Survivor's Story Shows Collusion of Baptist Leaders
by David Clohessy
In a groundbreaking memoir and exposé, Christa Brown tells the story of clergy sex abuse and cover-ups in the largest Protestant denomination, the Southern Baptist Convention. Her new book, This Little Light, is one of the most powerful survivor stories I’ve ever seen, and in the work I do, I see a lot them.
This Little Light takes you on a journey. It’s the sort of journey in which you keep wishing you could turn back, and yet you can’t. The book is a page-turner. From beginning to end, Brown takes your hand and takes you with her.
She starts off by going straight to hell. That’s where the call of “God’s will” led her when she was a young, faith-filled church girl. She retraces the terrain of that hell as she tells of being sexually abused in the name of God, by a man of God, and in the house of God.
But that’s only the upper-level of hell. The tour of hell’s lower-level begins when Brown, as an adult, attempts to report her pastor-perpetrator. Even though church leaders knew what he had done, he was allowed to move on to work in other Baptist churches, including very prominent ones. Ultimately, Brown notified 18 Baptist leaders with her substantiated report of abuse, but the perpetrator remained in ministry until many months later when the media got involved.
Brown doesn’t hold back as she recounts this part of her journey through the Kafkaesque maze of the cold-hearted Baptist machine.
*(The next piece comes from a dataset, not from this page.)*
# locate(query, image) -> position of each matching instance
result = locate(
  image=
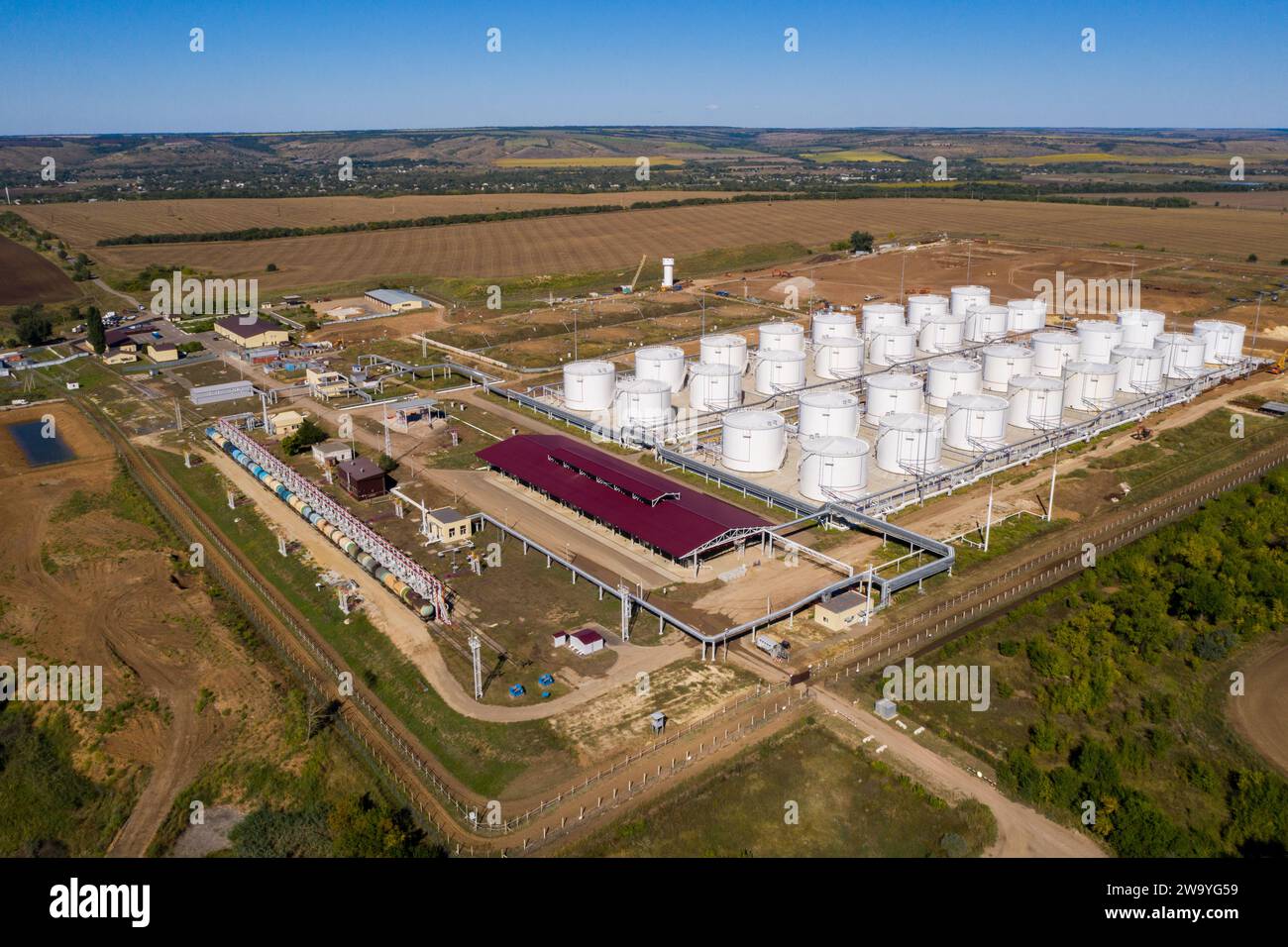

It’s a journey in which some of Baptist-land’s highest officials are seen lurking in some awfully dark corners.
Though it’s a hellish journey, Christa Brown ultimately brings courage and hope into Baptistland’s barren terrain. Her book is a must-read for anyone concerned with the safety of children and the abuse of power in evangelical churches.
David Clohessy is the national director of SNAP, the Survivor’s Network of those Abused by Priests.